The Art of Feature Engineering

Essentials for Machine Learning

by Pablo Duboue, PhD


The book has 10,000 lines of Python code in 5 different Jupyter notebooks, operating over 2.1Gb of compressed data. The code behind these case studies is intended as a communication tool for the ideas expressed in the book.

Preorder on Amazon expected availability, May 2020.

The Problem

The task tackled in the first four chapters is that of predicting population of cities and small towns using different data sources. This task that can be attacked with structural features, with timestamped features, textual features and image features.

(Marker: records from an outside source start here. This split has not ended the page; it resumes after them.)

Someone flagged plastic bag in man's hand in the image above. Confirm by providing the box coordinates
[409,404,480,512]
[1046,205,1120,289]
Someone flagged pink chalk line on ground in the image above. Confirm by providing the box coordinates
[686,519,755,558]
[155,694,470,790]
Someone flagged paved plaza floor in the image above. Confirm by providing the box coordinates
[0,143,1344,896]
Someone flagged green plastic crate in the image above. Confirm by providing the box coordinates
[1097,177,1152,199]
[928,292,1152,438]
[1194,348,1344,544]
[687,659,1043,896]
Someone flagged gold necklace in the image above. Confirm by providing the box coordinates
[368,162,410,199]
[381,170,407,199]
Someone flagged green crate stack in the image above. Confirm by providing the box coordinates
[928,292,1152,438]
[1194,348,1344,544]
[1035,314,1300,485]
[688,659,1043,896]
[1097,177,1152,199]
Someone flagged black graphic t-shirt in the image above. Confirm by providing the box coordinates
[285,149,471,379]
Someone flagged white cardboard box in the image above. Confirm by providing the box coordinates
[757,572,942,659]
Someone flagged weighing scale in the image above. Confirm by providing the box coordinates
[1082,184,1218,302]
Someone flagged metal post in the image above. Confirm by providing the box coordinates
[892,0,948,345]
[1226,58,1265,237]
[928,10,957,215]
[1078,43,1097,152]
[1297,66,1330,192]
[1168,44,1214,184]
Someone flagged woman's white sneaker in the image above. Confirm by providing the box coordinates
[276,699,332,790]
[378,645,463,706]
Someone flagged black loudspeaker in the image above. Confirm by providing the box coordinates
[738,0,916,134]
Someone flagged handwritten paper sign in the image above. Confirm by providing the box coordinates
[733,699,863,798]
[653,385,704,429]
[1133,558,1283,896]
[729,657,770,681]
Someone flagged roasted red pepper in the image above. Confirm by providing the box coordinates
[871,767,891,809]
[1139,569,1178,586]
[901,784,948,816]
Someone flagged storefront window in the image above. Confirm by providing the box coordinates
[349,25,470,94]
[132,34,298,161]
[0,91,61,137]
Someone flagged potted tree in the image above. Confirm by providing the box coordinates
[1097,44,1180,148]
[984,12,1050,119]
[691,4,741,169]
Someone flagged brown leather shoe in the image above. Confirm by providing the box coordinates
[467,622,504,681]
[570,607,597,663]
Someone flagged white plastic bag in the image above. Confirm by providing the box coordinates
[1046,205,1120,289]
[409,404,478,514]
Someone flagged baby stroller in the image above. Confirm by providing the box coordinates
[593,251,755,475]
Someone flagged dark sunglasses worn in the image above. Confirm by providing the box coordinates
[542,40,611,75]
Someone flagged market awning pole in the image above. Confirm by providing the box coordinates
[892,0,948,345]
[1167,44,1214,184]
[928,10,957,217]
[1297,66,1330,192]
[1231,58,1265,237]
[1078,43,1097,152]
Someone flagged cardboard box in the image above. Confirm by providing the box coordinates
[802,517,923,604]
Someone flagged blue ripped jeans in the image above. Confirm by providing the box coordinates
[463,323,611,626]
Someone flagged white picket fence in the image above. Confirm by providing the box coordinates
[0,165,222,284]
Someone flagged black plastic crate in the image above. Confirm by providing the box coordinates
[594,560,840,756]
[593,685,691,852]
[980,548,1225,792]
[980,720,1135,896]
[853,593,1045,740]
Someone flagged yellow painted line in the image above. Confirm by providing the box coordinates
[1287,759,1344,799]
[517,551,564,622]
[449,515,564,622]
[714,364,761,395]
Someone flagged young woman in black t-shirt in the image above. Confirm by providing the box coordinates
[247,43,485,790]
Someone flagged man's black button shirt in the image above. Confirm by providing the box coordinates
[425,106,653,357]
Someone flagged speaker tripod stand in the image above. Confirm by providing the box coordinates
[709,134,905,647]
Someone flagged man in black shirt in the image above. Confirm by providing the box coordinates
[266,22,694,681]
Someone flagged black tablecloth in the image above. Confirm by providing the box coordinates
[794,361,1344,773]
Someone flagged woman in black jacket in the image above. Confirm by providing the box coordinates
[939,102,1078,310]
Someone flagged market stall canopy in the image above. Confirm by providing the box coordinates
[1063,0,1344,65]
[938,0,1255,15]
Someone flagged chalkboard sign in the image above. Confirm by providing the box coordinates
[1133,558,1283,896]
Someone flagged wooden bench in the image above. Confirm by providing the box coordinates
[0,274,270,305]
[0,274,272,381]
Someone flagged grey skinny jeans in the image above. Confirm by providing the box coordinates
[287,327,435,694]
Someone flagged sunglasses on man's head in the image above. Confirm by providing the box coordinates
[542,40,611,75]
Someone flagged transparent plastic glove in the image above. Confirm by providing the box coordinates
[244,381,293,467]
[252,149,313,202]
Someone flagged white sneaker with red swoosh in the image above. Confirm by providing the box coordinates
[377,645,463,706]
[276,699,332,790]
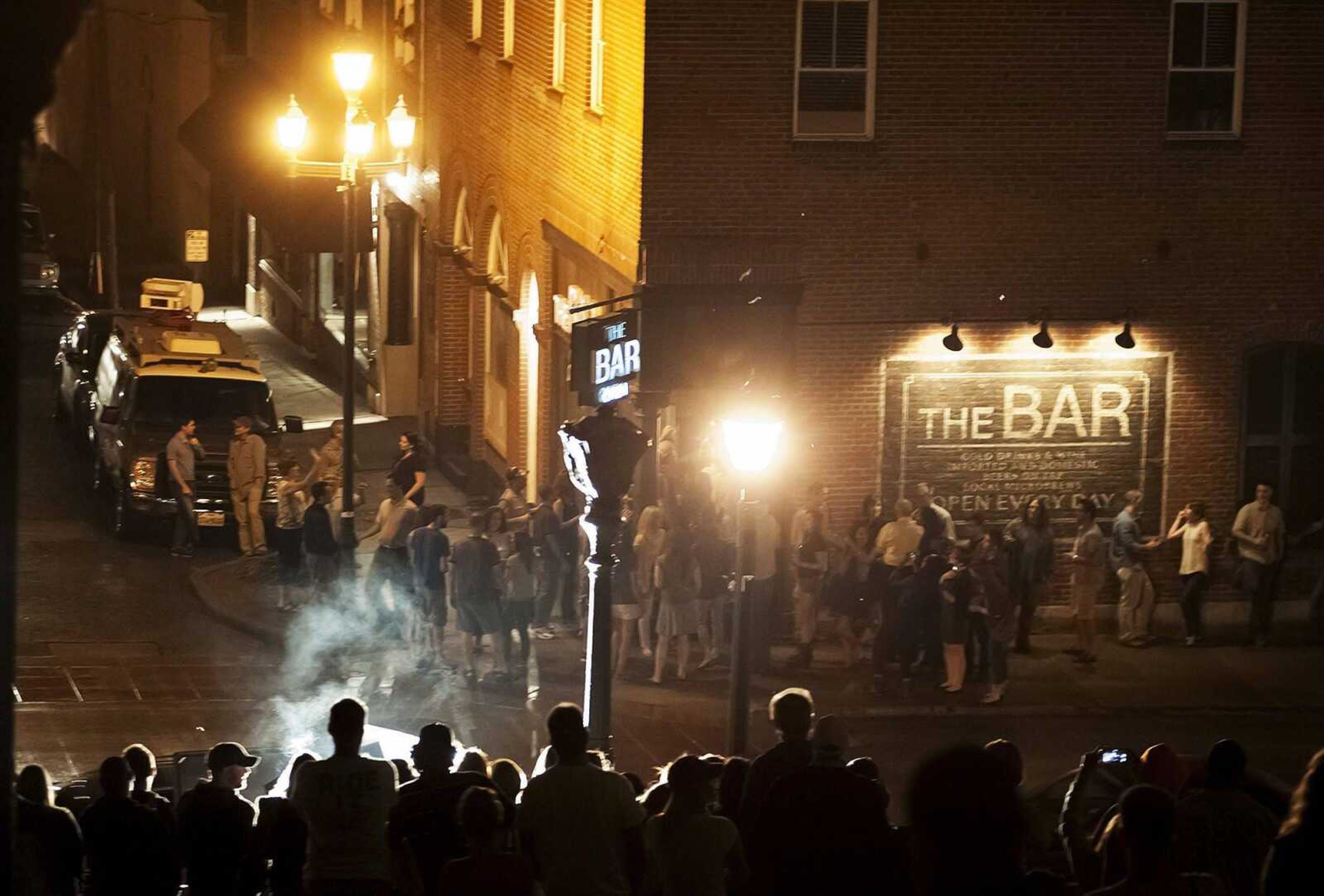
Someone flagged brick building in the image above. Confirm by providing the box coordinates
[641,0,1324,608]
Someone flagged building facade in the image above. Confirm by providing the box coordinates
[641,0,1324,608]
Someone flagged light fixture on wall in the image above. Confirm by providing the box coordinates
[943,320,965,352]
[1112,314,1136,348]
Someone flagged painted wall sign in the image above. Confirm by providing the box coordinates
[881,355,1169,523]
[571,308,642,405]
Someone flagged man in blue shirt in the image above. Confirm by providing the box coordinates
[1110,490,1163,647]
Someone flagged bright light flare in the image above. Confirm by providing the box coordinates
[722,418,785,473]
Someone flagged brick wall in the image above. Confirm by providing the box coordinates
[420,0,643,490]
[642,0,1324,593]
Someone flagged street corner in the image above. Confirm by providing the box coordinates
[188,553,285,645]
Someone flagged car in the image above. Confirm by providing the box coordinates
[52,311,121,447]
[87,310,303,537]
[19,202,60,292]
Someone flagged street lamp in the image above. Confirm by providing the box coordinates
[722,415,785,756]
[275,46,417,563]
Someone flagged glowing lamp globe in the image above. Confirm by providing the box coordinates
[722,418,784,473]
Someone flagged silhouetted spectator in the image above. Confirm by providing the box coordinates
[1094,784,1226,896]
[123,744,184,893]
[1264,751,1324,896]
[643,756,749,896]
[81,756,177,896]
[910,745,1025,896]
[1175,740,1278,896]
[716,756,749,822]
[293,697,396,896]
[736,688,814,836]
[753,716,902,895]
[388,721,495,896]
[438,787,535,896]
[9,765,83,896]
[255,753,318,896]
[519,703,643,896]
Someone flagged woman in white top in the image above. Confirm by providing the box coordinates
[1168,500,1214,647]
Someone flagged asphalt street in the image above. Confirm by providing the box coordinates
[17,307,1324,810]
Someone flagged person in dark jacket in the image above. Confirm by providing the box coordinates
[179,743,262,896]
[254,753,318,896]
[82,756,175,896]
[9,765,83,896]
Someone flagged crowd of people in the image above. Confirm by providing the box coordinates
[12,688,1324,896]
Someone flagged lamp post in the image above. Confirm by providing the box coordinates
[275,45,417,563]
[722,417,784,756]
[559,404,648,752]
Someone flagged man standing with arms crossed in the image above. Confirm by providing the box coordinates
[166,418,207,557]
[225,415,266,557]
[1233,482,1286,647]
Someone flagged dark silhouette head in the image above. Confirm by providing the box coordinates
[413,721,455,774]
[910,745,1025,893]
[327,697,368,753]
[1205,738,1246,789]
[984,737,1025,787]
[1120,784,1177,875]
[768,688,814,741]
[547,703,588,764]
[97,756,134,797]
[13,765,56,806]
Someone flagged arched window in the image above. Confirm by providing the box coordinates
[1241,343,1324,532]
[483,213,519,459]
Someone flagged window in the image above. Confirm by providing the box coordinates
[794,0,878,139]
[394,0,418,66]
[501,0,515,60]
[588,0,606,112]
[552,0,565,89]
[1241,343,1324,532]
[1168,0,1246,135]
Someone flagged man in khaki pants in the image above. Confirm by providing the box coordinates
[225,417,266,556]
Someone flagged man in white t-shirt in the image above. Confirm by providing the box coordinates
[518,703,643,896]
[915,482,956,541]
[294,697,397,896]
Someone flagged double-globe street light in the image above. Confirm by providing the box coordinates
[275,46,417,560]
[722,413,784,756]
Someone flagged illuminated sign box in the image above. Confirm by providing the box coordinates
[571,308,642,405]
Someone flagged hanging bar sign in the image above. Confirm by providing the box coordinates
[571,308,642,405]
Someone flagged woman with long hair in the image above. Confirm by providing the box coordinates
[633,504,666,656]
[1004,497,1053,654]
[391,432,428,507]
[1168,500,1214,647]
[643,756,748,896]
[649,522,703,684]
[1263,751,1324,896]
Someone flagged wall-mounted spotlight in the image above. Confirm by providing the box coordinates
[1112,316,1136,348]
[943,323,965,352]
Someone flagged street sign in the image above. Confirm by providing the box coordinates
[184,230,207,262]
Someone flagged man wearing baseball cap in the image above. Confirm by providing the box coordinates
[179,741,262,896]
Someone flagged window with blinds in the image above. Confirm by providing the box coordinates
[1168,0,1246,136]
[794,0,878,139]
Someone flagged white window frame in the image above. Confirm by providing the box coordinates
[501,0,515,60]
[588,0,606,114]
[790,0,878,140]
[1164,0,1246,140]
[552,0,565,90]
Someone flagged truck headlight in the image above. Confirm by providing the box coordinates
[128,458,156,495]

In particular, for cities, this means their ontological properties (e.g., title of its leader or its time zone), based on its historical population and historical features (which involves a time series analysis), based on the textual description of the place (which involves text analysis, particularly as sometimes the text includes the population) and a satellite image of the city (which involves image processing).

These case studies reflect the author attempt to solve these problems through feature engineering alone with the following constraints:

  • Python code understandable for non-Python developers with as few Python dependencies as possible;
  • running time under two days per notebook without a computer cluster or a GPU and using 8Gb of RAM or less;
  • source dataset below 2Gb for all case studies combined.

Note that there are two obvious casualties from these decisions: not using a deep learning framework (like TF) nor performing hyperparameter search. This last item was a decision motivated by these constraints.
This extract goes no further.